Only four RCTs featured adults, and there were no participants over the age of 65 years, with only one small trial with just 21 participants including individuals over the age of 50 years. No information was provided about the socioeconomic status or education level of participants. None of the trials were undertaken in low-income countries. Attrition rates of up to 23% were recorded. This is in keeping with other systematic reviews of digital interventions in other areas. For example, a recent Cochrane review examining computer-based weight loss interventions found attrition rates ranging from 2-25% (median 16%) [75], and attrition may be worse in interventions targeting older age groups, with one review including digital and nondigital interventions noting rates between 0 and 52% (median 15%) [73]. Reassuringly, attrition rates are no worse than those found with nondigital self-management asthma interventions as described in Gibson’s Cochrane review examining asthma self-management education and regular health professional review, where attrition rates ranged from 0-54% (median 15%) [8].
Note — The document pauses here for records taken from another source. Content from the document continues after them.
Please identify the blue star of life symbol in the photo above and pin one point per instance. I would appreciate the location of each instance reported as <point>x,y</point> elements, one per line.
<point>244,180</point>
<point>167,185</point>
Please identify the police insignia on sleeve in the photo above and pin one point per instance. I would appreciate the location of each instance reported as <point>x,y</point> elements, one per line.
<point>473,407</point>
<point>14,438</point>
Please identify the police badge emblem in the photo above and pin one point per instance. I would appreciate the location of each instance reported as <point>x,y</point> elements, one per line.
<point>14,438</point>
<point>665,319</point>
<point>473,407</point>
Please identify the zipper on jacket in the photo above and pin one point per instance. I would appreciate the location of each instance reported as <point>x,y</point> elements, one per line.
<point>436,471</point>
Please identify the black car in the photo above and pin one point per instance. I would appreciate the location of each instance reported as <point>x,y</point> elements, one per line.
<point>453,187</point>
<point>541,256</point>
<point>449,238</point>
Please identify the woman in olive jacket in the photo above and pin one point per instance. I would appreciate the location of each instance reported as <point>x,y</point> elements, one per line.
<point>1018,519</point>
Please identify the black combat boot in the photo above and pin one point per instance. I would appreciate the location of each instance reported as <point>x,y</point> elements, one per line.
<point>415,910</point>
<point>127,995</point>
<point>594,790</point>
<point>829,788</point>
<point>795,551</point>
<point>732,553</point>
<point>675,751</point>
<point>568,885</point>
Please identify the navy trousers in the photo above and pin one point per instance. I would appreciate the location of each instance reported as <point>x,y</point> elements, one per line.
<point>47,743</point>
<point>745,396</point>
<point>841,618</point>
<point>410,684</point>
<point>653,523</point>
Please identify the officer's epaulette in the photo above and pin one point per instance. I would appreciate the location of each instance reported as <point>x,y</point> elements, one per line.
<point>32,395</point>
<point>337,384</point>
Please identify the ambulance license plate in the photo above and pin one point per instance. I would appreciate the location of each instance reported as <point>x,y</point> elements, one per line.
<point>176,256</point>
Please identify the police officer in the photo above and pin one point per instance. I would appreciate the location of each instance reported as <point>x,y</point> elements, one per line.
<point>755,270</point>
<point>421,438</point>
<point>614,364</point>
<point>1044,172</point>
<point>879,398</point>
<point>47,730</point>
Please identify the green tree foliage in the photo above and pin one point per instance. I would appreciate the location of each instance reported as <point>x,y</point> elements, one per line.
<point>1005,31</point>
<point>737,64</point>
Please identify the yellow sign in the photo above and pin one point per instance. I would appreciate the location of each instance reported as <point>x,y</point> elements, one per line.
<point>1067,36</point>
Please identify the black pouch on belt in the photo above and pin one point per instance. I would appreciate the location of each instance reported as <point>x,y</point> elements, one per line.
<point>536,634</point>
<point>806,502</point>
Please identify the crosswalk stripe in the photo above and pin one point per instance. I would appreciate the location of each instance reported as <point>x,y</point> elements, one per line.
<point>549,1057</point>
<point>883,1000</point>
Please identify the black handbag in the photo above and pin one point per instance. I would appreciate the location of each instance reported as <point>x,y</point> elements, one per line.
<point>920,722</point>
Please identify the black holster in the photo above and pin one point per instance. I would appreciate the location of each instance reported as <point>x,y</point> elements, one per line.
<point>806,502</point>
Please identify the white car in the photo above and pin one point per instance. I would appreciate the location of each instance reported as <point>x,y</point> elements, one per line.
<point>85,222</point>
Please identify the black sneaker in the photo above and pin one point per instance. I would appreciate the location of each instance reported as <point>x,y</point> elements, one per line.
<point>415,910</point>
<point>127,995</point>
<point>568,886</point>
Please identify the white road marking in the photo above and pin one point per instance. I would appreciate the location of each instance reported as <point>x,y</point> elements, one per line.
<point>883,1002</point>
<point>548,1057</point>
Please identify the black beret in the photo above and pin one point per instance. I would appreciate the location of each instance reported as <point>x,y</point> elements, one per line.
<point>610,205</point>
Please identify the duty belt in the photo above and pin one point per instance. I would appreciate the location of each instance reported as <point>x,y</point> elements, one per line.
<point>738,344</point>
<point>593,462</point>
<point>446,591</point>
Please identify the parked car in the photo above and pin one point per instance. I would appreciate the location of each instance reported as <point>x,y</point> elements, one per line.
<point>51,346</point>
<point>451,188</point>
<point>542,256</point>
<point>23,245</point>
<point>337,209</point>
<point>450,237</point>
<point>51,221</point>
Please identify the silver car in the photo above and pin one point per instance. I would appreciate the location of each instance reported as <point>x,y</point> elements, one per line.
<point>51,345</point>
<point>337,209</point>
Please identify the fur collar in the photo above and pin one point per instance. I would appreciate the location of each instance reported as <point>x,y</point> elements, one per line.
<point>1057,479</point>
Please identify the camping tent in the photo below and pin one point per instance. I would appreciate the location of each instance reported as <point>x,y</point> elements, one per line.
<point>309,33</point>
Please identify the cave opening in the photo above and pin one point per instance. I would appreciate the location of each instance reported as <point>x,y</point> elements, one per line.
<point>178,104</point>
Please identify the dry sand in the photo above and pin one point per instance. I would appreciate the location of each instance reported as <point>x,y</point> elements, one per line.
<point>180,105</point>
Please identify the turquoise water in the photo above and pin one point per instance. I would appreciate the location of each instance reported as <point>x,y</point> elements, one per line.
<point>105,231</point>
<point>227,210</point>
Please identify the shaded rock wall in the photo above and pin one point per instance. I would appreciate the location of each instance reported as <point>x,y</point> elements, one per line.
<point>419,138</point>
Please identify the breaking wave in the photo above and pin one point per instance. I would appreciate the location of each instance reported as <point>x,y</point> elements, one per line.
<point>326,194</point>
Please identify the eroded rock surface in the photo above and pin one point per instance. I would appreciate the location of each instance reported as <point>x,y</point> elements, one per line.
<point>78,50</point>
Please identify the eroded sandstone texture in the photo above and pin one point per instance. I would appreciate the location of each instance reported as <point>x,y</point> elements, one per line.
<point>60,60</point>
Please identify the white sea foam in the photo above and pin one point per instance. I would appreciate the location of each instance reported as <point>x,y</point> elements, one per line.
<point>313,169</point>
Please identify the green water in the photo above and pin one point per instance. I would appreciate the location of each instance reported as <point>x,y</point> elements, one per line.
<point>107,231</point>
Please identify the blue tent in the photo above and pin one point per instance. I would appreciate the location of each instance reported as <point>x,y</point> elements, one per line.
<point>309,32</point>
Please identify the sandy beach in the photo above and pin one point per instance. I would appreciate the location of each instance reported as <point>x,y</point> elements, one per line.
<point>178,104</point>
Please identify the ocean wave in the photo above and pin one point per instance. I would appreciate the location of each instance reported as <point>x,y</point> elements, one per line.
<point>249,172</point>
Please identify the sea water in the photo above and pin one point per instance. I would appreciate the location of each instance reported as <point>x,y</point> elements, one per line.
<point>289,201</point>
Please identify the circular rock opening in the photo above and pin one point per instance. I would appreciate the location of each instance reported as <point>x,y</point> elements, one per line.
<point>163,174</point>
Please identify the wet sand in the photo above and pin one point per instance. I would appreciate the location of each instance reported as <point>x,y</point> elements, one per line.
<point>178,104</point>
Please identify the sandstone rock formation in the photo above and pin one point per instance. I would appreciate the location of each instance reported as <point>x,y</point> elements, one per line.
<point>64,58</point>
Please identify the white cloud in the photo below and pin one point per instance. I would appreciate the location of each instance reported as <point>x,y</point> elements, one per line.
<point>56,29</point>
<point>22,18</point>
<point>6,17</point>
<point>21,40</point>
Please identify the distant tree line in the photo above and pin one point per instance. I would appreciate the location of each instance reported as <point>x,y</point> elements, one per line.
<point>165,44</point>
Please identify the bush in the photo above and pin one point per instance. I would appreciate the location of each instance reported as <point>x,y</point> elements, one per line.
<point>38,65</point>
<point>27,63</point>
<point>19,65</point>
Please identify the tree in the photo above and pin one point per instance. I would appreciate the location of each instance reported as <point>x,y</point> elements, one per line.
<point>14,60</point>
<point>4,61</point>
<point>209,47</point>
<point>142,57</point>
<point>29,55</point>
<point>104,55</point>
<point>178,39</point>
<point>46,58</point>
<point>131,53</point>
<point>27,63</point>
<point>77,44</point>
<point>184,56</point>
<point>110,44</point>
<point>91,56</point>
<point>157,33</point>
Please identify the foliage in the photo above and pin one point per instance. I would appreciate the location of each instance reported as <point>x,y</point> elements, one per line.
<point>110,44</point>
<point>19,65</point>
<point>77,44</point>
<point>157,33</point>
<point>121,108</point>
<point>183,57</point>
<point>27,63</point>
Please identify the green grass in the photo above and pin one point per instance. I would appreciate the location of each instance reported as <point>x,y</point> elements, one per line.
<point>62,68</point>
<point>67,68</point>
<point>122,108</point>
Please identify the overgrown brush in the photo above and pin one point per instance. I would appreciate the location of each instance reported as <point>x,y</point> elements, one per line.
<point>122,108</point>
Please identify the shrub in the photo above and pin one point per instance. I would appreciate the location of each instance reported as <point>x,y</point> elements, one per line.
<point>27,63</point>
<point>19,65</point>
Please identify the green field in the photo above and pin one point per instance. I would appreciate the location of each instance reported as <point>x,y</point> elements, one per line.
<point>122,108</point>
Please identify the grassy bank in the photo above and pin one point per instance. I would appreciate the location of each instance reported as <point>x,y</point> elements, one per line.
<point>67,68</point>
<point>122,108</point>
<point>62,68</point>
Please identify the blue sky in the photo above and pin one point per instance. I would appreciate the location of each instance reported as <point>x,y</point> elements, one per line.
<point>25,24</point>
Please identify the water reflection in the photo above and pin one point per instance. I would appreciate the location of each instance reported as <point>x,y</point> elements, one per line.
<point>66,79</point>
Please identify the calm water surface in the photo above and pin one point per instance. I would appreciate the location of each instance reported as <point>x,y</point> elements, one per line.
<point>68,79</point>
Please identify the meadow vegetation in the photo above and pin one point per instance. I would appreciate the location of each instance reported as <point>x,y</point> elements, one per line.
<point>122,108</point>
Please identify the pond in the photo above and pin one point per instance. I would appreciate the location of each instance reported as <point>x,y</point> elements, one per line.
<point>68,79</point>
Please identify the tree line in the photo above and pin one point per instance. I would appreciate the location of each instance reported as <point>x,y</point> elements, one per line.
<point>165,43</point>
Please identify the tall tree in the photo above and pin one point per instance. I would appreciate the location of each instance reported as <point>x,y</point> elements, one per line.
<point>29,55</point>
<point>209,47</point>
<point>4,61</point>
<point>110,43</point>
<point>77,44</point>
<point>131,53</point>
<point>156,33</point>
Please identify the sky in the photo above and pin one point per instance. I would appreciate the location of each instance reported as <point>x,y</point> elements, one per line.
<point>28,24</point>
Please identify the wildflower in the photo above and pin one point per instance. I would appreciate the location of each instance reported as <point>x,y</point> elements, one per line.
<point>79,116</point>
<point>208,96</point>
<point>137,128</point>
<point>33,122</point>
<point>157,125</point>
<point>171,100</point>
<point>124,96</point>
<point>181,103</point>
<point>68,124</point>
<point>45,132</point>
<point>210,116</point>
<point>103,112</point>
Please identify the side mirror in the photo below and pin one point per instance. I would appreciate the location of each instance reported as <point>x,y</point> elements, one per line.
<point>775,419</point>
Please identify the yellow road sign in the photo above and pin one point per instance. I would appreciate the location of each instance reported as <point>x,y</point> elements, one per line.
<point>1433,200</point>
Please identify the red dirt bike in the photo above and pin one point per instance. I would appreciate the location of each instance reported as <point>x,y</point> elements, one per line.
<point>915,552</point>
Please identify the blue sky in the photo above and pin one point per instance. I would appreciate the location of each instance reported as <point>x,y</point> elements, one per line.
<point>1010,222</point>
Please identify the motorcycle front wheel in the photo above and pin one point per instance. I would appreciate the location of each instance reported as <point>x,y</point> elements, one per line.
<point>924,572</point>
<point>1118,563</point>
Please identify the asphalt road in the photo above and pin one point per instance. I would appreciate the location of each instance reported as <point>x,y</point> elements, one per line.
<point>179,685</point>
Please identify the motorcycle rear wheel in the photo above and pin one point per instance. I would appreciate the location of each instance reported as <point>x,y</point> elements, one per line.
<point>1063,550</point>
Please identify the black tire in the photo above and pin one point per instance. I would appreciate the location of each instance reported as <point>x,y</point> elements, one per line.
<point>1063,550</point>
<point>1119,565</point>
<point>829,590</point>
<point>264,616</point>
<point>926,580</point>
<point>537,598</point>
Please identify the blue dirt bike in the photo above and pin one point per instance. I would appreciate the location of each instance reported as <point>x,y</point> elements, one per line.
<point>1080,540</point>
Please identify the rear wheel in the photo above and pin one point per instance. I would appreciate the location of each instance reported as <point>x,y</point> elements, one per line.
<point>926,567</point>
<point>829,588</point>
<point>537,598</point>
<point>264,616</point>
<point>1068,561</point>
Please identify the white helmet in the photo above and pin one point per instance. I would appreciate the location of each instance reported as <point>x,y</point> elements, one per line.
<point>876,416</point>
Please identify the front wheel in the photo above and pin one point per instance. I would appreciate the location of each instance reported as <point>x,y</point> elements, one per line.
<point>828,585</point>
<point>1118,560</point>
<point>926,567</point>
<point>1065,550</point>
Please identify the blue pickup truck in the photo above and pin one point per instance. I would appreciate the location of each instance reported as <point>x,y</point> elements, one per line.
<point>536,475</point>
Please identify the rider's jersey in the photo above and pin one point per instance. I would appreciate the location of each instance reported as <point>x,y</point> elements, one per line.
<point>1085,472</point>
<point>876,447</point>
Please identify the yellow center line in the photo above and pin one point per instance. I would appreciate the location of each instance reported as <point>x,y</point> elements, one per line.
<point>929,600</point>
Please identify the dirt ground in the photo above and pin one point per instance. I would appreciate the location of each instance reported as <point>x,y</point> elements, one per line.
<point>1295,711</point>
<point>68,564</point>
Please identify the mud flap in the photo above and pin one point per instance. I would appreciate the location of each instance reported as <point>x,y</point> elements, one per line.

Our metareview suggests that digital interventions may be effective at improving knowledge, reducing activity limitation, improving markers of self-management, improving quality of life, and optimizing medication use in those less than 65 years of age. However, certain indicators, such as knowledge and activity limitation, were assessed in only two trials, and medication use improvements noted in two out of three trials that examined this. There was no evidence of improvements in symptoms, lung function, school absences, or health service utilization.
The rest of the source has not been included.